Bahrein acusó a Irán de atacar indiscriminadamente objetivos civiles y dañar una de sus plantas desalinizadoras, aunque su autoridad de electricidad y agua apuntó que los suministros seguían operativos.
Las plantas desalinizadoras suministran agua a millones de residentes en la región y a miles de viajeros varados, lo que aumenta nuevos temores de riesgos catastróficos en naciones desérticas.
Sede de la Quinta Flota de la Marina de Estados Unidos, Bahrein también ha visto hoteles, puertos y torres residenciales alcanzados, con al menos una persona muerta.
El ataque a la planta desalinizadora se produjo después de que Irán dijera que un ataque aéreo de Estados Unidos dañó una planta desalinizadora iraní. Abbas Araghchi, el ministro iraní de Exteriores, sostuvo que el ataque en la isla de Qeshm, en el estrecho de Ormuz, redujo el suministro de agua para 30 pueblos.
Advirtió que al hacerlo “Estados Unidos sentó este precedente, no Irán”.
En respuesta, el portavoz del Comando Central estadounidense, el capitán de la Marina Tim Hawkins, aseguró que “las fuerzas estadounidenses no atacan a civiles — punto”.
En Irán, las autoridades aseveraron que ataques nocturnos de Israel contra cuatro petroleros de almacenamiento y una terminal de transferencia de petróleo mataron a cuatro personas. Testigos en Teherán dijeron que el humo por el incendio que envolvió el depósito de petróleo era tan denso que parecía como si el sol no hubiera salido.
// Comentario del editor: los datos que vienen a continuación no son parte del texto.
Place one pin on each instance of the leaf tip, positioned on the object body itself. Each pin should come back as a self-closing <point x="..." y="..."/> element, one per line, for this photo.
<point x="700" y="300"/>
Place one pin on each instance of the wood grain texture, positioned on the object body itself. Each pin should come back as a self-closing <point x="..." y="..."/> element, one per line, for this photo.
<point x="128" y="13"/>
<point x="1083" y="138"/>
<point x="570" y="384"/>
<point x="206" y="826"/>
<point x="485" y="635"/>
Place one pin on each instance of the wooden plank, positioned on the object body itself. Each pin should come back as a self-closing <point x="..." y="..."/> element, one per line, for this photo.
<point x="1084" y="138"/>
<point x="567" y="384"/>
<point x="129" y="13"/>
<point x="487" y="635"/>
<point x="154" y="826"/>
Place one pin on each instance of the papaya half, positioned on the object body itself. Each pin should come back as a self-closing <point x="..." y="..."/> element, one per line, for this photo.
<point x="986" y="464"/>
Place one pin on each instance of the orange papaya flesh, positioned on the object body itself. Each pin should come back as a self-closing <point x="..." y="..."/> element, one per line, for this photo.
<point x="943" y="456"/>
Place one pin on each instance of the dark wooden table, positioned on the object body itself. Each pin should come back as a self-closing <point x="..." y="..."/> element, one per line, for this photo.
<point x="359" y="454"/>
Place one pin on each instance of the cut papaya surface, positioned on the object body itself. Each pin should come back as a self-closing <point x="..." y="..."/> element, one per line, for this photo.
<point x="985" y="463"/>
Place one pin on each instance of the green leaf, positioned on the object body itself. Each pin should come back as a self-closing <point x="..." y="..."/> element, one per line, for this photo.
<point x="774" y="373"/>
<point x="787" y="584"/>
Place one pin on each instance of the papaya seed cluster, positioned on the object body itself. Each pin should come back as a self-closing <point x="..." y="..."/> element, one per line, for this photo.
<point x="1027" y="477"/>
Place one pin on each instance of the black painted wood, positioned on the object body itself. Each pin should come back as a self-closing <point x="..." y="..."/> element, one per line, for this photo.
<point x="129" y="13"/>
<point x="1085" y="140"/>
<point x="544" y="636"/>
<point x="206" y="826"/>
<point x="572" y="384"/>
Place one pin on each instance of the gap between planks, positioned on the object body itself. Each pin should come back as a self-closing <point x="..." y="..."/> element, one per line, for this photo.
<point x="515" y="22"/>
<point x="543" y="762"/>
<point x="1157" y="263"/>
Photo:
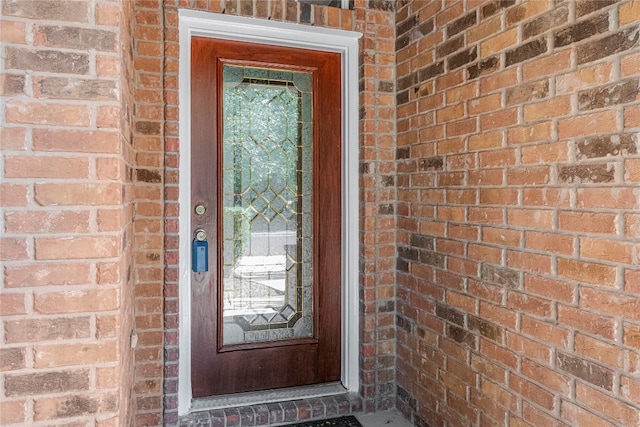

El ejército israelí manifestó que los depósitos de petróleo estaban siendo utilizados por el ejército de Irán como combustible para lanzar misiles.
La Media Luna Roja Iraní dijo que alrededor de 10.000 estructuras civiles en todo el país habían resultado dañadas, incluidas viviendas, escuelas y casi tres docenas de instalaciones médicas. También advirtió a los residentes de Teherán que tomaran precauciones contra la contaminación tóxica del aire y el riesgo de lluvia ácida después de los ataques de Israel.
Mohammad Bagher Qalibaf, el presidente del Parlamento de Irán, afirmó que el efecto de la guerra en la industria petrolera seguiría agravándose, advirtiendo que pronto podría volverse más difícil tanto producir como vender petróleo. Algunos productores regionales, incluidos en Irak, ya han reducido la producción ante los riesgos en el estrecho de Ormuz.
Irán conserva combustible suficiente, dijo a la agencia de noticias estatal iraní Veys Karami, director gerente de la Compañía Nacional Iraní de Distribución de Productos Petrolíferos.
Más ataques golpean Líbano
Israel reanudó temprano el domingo su ofensiva en partes del Líbano. El ministro de Salud Rakan Nassereddine informó que 83 niños y 82 mujeres han estado entre los muertos.
El ejército de Israel ha ordenado evacuar a grandes franjas del país, y funcionarios libaneses dijeron que más de 400.000 personas han sido desplazadas.
En Beirut, familias se apiñaron en escuelas, durmieron en autos o en áreas abiertas cerca del mar Mediterráneo, donde algunos quemaron leña para mantenerse calientes. El gobierno destacó que abriría un estadio deportivo para albergar a miles más.
La renovada ofensiva de Israel comenzó la semana pasada después de que Hezbollah lanzara cohetes hacia el norte de Israel durante los primeros días de la guerra.
Los ataques posteriores han sido los más intensos desde un alto el fuego de noviembre de 2024. Israel se retiró entonces de la mayor parte del sur de Líbano, pero continuó sus ataques casi diarios, principalmente en el sur de Líbano, con el argumento de que Hezbollah había tratado de reconstruir sus posiciones allí.
Hezbollah declaró la semana pasada que después de más de un año de cumplir un alto el fuego su paciencia se ha terminado, dejando al grupo político y militar sin otra opción que luchar.